In fact, if this isn’t the fastest, cleanest approach I’d go as far as to say that you must have a problem with your mysql setup and/or server that’s going to bite you somewhere else until you fix it! 😉
Does that make sense?
George
about 13 years ago
Hi George–
Thanks for the input! As far as what I’m trying to accomplish, it’s more generic than trying to recreate MySQL hierarchies in JSON…my ultimate goal with the method I outlined is to have a method I can run against any data set returned from MySQL and transform it into whatever data model I want, and finally return it in a JSON format that my JS app will understand and be able to use.
As far as the approach you outlined, it is something that I experimented with, but ultimately found it to be lacking. What you’re suggesting presumes a model where the data is housed within the same table. My need–which ultimately led me to the solution I outlined–was to create a “realized” hierarchy of data out of disparate tables (some of which have parent->child relationships, other which have sibling relationships, etc.). In order to use the method you’ve outlined, I’d have to significantly modify it to allow for dynamic references to table names, joins, etc., and I think it would become quickly muddled.
But on a higher level, one of the reasons I like my approach is that it’s (almost) completely agnostic of the data model and, more importantly, of the data structure in MySQL. In other words, I can spit out whatever I want from MySQL, apply my data model to it, and then pass it to the agnostic method. In this way, I don’t have to modify the table name being used each time, and all of the specificity for any particular result set can be isolated into my model and query files.
Re: the broader discussions of performance, I am curious as to which approach would be faster. Some of my datasets have a hierarchy depth of about 5. So let’s say we have 200 records being returned…that’s a lot of queries. In my approach, increasingly-filtered arrays are passed to each subsequent level of the hierarchy. I’m assuming arrays in PHP are generally pretty fast (especially if the array’s domain is progressively shrunk), but that’s just an assumption.

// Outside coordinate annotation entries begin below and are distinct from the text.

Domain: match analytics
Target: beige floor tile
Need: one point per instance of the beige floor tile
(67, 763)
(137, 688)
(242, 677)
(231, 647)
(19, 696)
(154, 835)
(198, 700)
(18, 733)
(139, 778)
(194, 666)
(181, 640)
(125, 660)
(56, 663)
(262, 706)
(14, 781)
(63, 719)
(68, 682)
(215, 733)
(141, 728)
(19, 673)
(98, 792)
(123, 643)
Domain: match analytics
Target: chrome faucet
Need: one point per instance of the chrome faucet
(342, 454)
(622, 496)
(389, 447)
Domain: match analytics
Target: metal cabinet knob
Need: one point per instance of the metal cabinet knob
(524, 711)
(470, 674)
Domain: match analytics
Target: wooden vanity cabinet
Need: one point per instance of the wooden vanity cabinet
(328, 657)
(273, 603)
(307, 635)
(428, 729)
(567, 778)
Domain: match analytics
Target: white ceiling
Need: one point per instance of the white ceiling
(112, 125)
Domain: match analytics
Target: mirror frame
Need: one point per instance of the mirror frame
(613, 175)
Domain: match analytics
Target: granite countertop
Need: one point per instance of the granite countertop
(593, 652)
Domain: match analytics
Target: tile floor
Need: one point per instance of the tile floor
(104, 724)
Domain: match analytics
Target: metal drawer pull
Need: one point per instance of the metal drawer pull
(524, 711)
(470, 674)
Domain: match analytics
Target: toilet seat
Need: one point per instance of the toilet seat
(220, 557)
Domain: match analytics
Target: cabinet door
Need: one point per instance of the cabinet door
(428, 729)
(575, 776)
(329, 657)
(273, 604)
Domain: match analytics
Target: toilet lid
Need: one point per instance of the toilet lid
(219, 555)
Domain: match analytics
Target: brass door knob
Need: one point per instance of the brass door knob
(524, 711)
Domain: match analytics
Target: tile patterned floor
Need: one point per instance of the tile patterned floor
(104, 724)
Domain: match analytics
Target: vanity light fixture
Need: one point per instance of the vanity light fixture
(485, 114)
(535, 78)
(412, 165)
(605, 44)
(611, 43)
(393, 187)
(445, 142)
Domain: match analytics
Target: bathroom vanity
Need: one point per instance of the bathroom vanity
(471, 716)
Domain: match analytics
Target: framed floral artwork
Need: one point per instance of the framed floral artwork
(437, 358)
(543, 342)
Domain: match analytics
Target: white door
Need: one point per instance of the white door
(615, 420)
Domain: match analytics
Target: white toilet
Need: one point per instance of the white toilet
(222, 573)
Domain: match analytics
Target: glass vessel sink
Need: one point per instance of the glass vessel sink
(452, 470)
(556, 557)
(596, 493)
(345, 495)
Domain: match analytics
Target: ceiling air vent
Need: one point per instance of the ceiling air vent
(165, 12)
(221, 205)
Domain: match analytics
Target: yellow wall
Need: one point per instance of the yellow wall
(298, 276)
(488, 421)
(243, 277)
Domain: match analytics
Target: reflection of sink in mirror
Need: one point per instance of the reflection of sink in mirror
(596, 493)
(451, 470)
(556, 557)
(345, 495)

Obviously, either way there is a lot to process, so would querying and processing a result be faster than working on a filtered array? I have no reason to assume this, but it seems like working with the initial result would be better than dozens and dozens of queries. Perhaps I’ll have to work up an example of the alternate approach and see which performs better.
Thanks again for the input and for stimulating the conversation–look forward to any additional thoughts you might have!
about 12 years ago
I have like 30+ queries to map into complex JSON structures. This is going simplify things greatly. Thanks much!!
FYI – pulled the code from your git repo. In your makerowdata function you have $columns[$smodel[$key]] = $row[$key];
should be
$columns[$model[$key]] = $row[$key];
(drop the s off model)
about 12 years ago
Hi Mitch–
Glad it’s helpful to you! Thanks, also, for the heads-up on the typo. I’ve updated the git repo with the change. Best of luck!
about 11 years ago
Mitch,
This is outstanding. I thoughts this up the other day in my head and knew it would be a real task to write it.
You have put this together exactly as I would hope it would exist with recursion allowing it to nest as deeply as you want.
Thanks for this. Great job!
about 11 years ago
Thanks, glad it was helpful!
about 8 years ago
Thank you very much for your code. This snippets helped me a lot. The “model” solution very handy if i have different column. Once more, thank you very much.